The whole process is called total internal reflection. And it only works if everything inside that cable stays perfectly aligned.

Now think about what that means on a jobsite.

If you kink a fiber, even slightly,  those perfect angles get thrown off. The light leaks out or scatters. If the duct gets crushed, if the slack coil is wound too tight, if the cable is pulled past its tension rating, you don’t always snap the glass… but you do distort the path inside. That shows up as attenuation, a weakening of the signal, or packet loss, where pieces of data just don’t make it through.

Scatters: What does this mean?

Light inside the fiber is suppose to bounce in a straight line down the cable, like a smooth hallway full of mirrors. But if the cable get kinked or stressed, that hallway gets twisted. Now, instead of bouncing forward, the light hits at the wrong angle and it starts shooting off in different directions.

Tension Rating: What is that?

Every fiber cable is only meant to be pulled so hard before it gets damages. That limit is called the tension rating. Think of it like a rope rated for a certain weight. If you pull it gently, it stays strong. But if you yank it too hard, you might not snap it, but you stretch and weakens it on the inside. With fiber, pulling past the tension rating doesn’t always break the glass, but it damages the inside path where the light travels. That hidden stress can cause signal problems later, long after the job is signed off.

Distort the Path: What does this mean?

When the cable is bent too tight, crushed, or pulled too hard, the smooth path that the light follows gets messed up. The light bounces the wrong way, leaks out or slows down.

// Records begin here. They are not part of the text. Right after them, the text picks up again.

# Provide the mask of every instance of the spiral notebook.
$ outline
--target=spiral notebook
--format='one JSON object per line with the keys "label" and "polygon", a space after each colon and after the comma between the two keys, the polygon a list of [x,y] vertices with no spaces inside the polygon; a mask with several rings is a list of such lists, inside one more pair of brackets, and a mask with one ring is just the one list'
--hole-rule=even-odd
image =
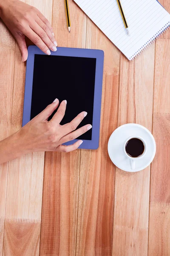
{"label": "spiral notebook", "polygon": [[156,0],[121,0],[128,35],[116,0],[74,0],[131,60],[170,26],[170,15]]}

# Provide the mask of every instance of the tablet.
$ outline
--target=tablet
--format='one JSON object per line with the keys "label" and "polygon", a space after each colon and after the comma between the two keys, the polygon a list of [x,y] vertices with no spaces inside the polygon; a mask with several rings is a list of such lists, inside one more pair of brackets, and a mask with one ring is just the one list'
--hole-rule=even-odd
{"label": "tablet", "polygon": [[[29,46],[27,61],[23,126],[57,98],[67,101],[62,125],[83,111],[88,115],[77,129],[88,124],[92,128],[80,136],[81,148],[99,147],[104,52],[100,50],[57,47],[47,55]],[[55,111],[56,112],[56,111]],[[49,117],[50,120],[54,113]],[[68,142],[73,144],[77,140]]]}

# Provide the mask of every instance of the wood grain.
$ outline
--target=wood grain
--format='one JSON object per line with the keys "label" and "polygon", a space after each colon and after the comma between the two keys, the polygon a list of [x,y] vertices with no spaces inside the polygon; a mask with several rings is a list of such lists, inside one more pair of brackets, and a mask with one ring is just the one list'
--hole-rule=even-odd
{"label": "wood grain", "polygon": [[0,256],[3,254],[7,167],[7,163],[0,165]]}
{"label": "wood grain", "polygon": [[[154,50],[153,44],[134,61],[121,55],[118,126],[136,123],[152,130]],[[147,255],[150,171],[116,168],[113,256]]]}
{"label": "wood grain", "polygon": [[[0,140],[10,135],[14,41],[0,19]],[[3,253],[8,163],[0,165],[0,256]]]}
{"label": "wood grain", "polygon": [[[51,20],[52,1],[26,2],[38,8]],[[8,110],[11,111],[11,133],[21,127],[26,67],[17,44],[15,51],[14,65],[11,64],[13,72],[9,72],[12,76],[14,70],[13,90],[12,87],[7,93],[12,95],[6,111],[7,113]],[[9,79],[12,86],[13,78],[9,77]],[[9,163],[3,256],[39,254],[44,156],[44,153],[33,153]]]}
{"label": "wood grain", "polygon": [[[85,48],[87,17],[73,1],[69,4],[70,33],[64,1],[54,2],[52,25],[58,45]],[[40,256],[75,255],[79,161],[80,151],[68,154],[45,154]]]}
{"label": "wood grain", "polygon": [[119,53],[89,19],[86,47],[104,50],[104,73],[99,147],[81,150],[76,255],[105,256],[111,253],[114,179],[107,143],[116,125]]}
{"label": "wood grain", "polygon": [[153,135],[157,151],[151,165],[148,256],[170,255],[170,40],[156,42]]}

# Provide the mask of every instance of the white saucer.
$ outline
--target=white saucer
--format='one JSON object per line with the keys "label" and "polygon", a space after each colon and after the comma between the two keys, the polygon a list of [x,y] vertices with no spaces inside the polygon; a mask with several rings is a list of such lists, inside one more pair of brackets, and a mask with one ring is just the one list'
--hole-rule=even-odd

This is true underground and in the air. Buried duct pushed against a rock can create a microbend. So can a tight aerial loop or poorly aligned hardware at a pole. These issues don’t always trigger alarms during install. But six months later, someone’s trying to troubleshoot a weak signal and it leads all the way back to how the fiber was handled on Day 1.

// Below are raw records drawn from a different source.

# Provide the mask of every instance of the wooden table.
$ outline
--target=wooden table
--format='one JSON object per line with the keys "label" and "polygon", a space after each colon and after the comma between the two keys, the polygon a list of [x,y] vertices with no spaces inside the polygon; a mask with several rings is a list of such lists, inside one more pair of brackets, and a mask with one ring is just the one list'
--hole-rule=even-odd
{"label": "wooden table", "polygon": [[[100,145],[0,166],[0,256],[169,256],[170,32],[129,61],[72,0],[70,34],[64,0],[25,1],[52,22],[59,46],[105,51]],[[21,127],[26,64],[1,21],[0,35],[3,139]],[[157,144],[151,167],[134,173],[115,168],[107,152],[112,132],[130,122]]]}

Imagine the light as a race car speeding through a glass tunnel. Every smooth stretch keeps it fast and clean. But every bump, twist, or crack you introduce slows it down or sends it off course. And once it loses momentum, it never really recovers. The same thing happens to a signal inside a damaged fiber.

This is why you hear so much about microbends and macrobends in fiber training:

  • A macrobend is a large, visible curve, like wrapping fiber around a pipe that’s too small.

  • A microbend is an invisible pressure point, caused by crushed duct, tight lashing, over-pulled cable, or dirt compacted inside a vault.

Both disrupt the light. And neither is fixed by splicing or patching from the outside. If the path inside the glass is compromised, the damage is done.

And this isn’t just about fiber breaking. In fact, fiber is incredibly strong, stronger than steel by weight. But optical performance has nothing to do with brute strength. It’s about keeping that internal light path intact.

So if you’re lashing up cable on a pole, pay attention to sag and tension. If you’re placing slack in a vault, give it space. If you’re pulling fiber through conduit, use the right lubricant and don’t rush it. Every one of those choices affects the ride that signal takes from one end to the other.

Lubricant: What it does for the glass!

When you pull fiber without lube, friction builds up. And friction creates heat. That heat doesn’t just stay on the outside, it travels into the glass. Even if the cable doesn’t snap, the heat can cause the glass to warp or weaken the light path inside. Think of it like dragging a rope too fast through your hands, it gets hot, and that heat burns. No lube? More friction. More heat. More damage to the inside. Lubricant isn’t extra. It’s protection.

You don’t have to be a physicist. But you do need to understand this:

What you do outside the cable directly affects what happens inside the cable.
And when the inside goes wrong, you don’t see sparks, you see slow speeds, dropped calls, failed tests, and return visits.

That’s the reality of working with light.
It travels fast, but only when the path is built right.